The Procurement Regulatory Authority of Zimbabwe (PRAZ) is working on a host of proposals that stakeholders want amended to align the country’s procurement laws  to the Constitution.

 Chief among the additions is the inclusion of suggestions for Government to acquire at least 25 percent of its goods and services from small to medium enterprises, said PRAZ acting chief executive, Mr Clever Ruswa.

 “There have been proposals by the Small and Medium Enterprises  Association of Zimbabwe proposing alignment of the PRAZ Act and  Regulations to the SME’s policy,” he said at a media engagement forum.

 The SMEs policy already provides for the quota which is, however, missing from the Public Procurement and Disposal of Public Assets  (PPDPA) Act.

 “The authority will be incorporating these amendments as inclusion of  SMEs fosters competition by helping more firms to enter the market and  helping to grow the market and push innovation,” said Mr Ruswa.

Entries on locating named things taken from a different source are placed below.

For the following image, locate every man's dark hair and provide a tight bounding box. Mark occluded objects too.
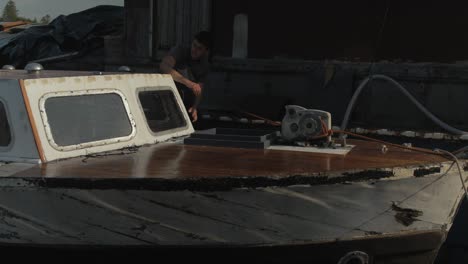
[195,31,213,50]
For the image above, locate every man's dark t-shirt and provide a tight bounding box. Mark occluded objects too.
[168,46,210,109]
[169,46,210,83]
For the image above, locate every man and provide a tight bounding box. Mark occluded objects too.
[160,31,211,123]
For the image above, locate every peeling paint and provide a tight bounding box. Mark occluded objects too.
[392,203,424,226]
[413,167,441,177]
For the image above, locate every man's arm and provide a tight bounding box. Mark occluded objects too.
[159,55,202,97]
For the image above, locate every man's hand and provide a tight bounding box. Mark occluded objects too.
[189,107,198,123]
[189,83,202,97]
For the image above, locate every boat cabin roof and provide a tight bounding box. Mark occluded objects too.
[0,70,194,163]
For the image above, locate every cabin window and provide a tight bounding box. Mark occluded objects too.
[0,101,11,147]
[44,93,133,147]
[138,90,187,133]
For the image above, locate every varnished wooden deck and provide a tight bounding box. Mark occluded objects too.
[10,141,444,179]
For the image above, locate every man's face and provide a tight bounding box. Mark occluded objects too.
[191,39,208,60]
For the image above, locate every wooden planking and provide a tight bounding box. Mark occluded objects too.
[13,141,444,179]
[19,80,46,162]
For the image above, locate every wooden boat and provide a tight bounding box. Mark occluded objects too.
[0,64,463,264]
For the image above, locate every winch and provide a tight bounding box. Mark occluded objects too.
[281,105,331,143]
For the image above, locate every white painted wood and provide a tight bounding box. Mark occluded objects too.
[24,74,194,162]
[0,79,39,163]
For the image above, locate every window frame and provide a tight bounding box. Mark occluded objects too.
[39,89,137,152]
[135,86,191,137]
[0,97,15,152]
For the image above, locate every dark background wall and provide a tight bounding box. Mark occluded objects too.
[212,0,468,62]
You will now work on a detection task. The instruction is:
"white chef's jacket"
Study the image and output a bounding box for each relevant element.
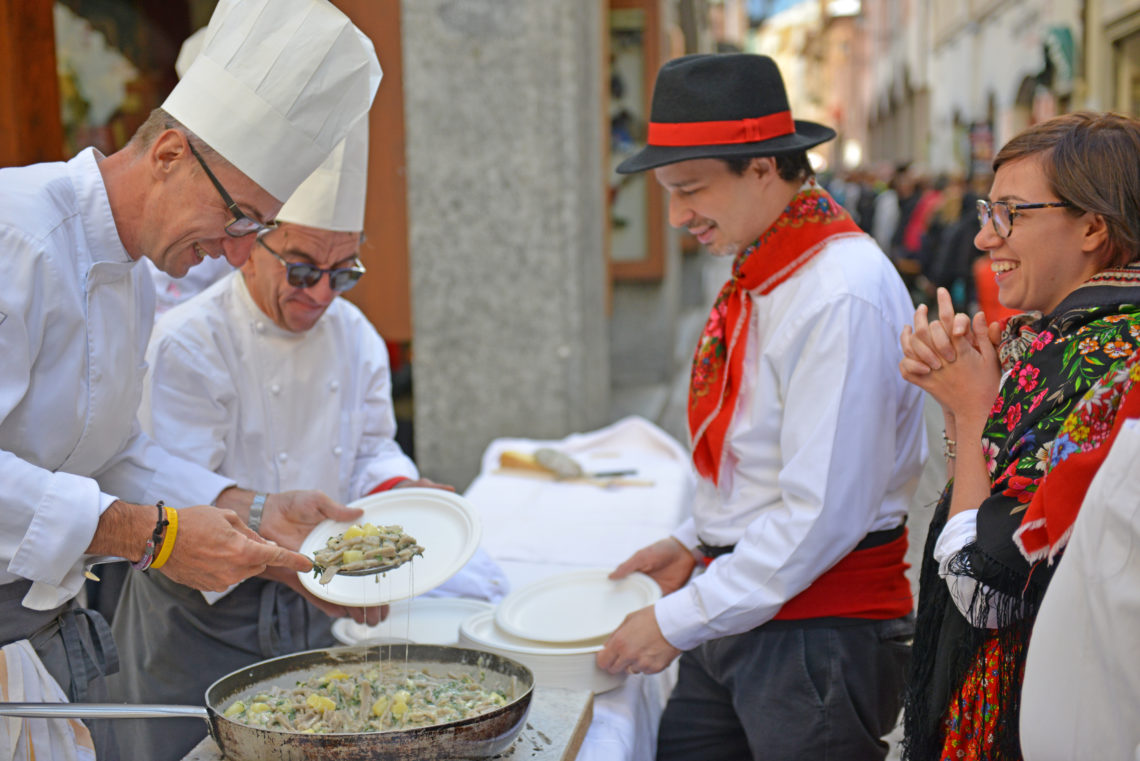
[656,237,926,650]
[0,148,233,609]
[139,272,418,514]
[1020,419,1140,761]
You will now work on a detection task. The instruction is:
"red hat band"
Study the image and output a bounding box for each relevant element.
[649,111,796,147]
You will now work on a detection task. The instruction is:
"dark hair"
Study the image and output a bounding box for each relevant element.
[993,111,1140,267]
[720,150,815,182]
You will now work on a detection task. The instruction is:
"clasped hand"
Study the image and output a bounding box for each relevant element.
[898,288,1001,422]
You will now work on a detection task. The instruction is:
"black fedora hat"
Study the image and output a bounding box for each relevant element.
[618,52,836,174]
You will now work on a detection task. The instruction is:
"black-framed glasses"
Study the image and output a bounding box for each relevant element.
[978,198,1073,238]
[258,235,367,293]
[186,139,277,238]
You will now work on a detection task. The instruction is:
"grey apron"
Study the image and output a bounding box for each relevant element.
[109,573,334,761]
[0,580,120,760]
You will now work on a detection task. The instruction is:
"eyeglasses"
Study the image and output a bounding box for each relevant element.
[258,235,366,293]
[978,198,1073,238]
[186,139,277,238]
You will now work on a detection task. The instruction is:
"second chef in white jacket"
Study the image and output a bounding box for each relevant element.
[112,121,444,761]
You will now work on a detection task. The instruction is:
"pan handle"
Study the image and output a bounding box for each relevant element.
[0,703,210,722]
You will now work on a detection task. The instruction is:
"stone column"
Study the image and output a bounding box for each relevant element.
[401,0,610,489]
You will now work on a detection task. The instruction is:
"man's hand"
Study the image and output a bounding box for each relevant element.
[596,605,681,673]
[610,537,697,596]
[261,568,388,627]
[260,491,364,549]
[161,505,312,592]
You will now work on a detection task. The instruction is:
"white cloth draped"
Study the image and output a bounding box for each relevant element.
[0,639,95,761]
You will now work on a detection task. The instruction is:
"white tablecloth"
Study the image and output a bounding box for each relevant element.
[465,417,694,761]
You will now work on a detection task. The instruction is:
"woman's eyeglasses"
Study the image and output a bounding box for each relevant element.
[978,198,1073,238]
[258,235,366,293]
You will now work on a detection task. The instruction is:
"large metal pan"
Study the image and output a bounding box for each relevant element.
[0,645,535,761]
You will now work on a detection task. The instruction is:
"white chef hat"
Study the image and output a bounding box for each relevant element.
[174,26,206,77]
[162,0,381,199]
[277,118,368,232]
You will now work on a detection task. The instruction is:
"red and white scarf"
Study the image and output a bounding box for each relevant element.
[689,181,864,483]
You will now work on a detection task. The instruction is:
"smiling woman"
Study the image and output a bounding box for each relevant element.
[901,113,1140,760]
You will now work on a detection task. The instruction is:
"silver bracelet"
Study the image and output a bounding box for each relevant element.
[249,493,269,531]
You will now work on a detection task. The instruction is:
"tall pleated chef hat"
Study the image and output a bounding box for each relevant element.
[277,118,368,232]
[162,0,382,201]
[174,26,206,77]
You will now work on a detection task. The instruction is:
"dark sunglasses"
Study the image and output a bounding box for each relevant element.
[258,235,366,293]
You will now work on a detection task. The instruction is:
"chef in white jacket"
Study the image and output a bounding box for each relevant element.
[112,123,446,761]
[0,0,380,759]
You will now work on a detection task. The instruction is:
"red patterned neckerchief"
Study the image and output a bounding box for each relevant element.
[689,181,863,483]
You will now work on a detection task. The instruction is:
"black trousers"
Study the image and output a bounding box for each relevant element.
[657,616,914,761]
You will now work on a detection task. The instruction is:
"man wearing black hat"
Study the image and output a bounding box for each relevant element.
[597,54,925,761]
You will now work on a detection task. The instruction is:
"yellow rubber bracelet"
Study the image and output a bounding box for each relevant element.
[150,507,178,568]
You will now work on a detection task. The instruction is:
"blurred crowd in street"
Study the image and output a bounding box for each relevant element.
[823,164,1016,320]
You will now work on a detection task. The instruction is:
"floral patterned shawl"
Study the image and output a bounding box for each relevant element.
[905,265,1140,761]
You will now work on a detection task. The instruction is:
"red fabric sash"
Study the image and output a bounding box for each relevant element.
[689,181,863,483]
[774,530,914,621]
[648,111,796,147]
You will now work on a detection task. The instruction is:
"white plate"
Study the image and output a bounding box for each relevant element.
[495,568,661,643]
[298,489,483,607]
[459,612,626,693]
[333,597,495,645]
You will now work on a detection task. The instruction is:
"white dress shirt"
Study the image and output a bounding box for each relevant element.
[656,237,926,649]
[1020,419,1140,761]
[139,272,418,510]
[0,148,230,609]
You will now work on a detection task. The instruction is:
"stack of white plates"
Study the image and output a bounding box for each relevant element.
[333,597,495,645]
[459,568,661,693]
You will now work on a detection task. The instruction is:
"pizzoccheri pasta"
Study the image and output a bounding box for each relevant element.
[223,662,514,734]
[312,523,424,584]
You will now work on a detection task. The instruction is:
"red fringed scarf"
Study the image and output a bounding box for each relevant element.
[689,181,864,483]
[1013,352,1140,565]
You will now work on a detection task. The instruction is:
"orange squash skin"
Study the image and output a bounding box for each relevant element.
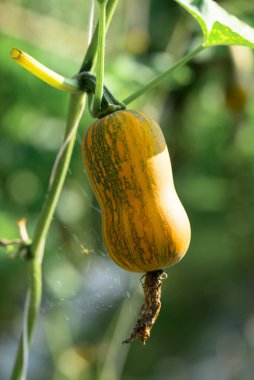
[82,110,191,272]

 “It also aids in achieving better value for money such as through more  suppliers resulting in more competition, SMEs fostering local  benefits.”

 He said inclusion of SME’s will aid PRAZ in achieving its mandate of  promoting an efficient, fair, competitive and transparent public  procurement in Zimbabwe.

 There are also proposals to align the law and the local content  strategy to promote acquisition of most goods from local companies.

 The country’s Local Content Strategy, implemented by the Ministry of  Industry and Commerce, aims to increase local content levels from 25  percent to 80 percent by 2023.

 “To aid, PPDPA Act and Regulations need to incorporate weightings for  local content, with preference being given to bidders providing local  content, and to local manufacturers over importers/middlemen,” Mr Ruswa said.

 Other proposals are minor and includes deletion and replacement of  some sections and clauses.

Mr Ruswa said the need to align the laws with the Constitution was borne  out of gaps identified in the implementation of the legislation.

 “The three years that PRAZ has been in operation witnessed  stakeholders implementing the PPDPA Act and just like any new  legislation, some gaps were identified during implementation,  which  needs to be attended to for the good of the economy,” he said.

 To facilitate the amendments and get stakeholder input, PRAZ has met  with players in sectors including insurance; health, motor industry;  women, youth, sports, art, Information Communication and Technology, tourism and hospitality among others. — New Ziana.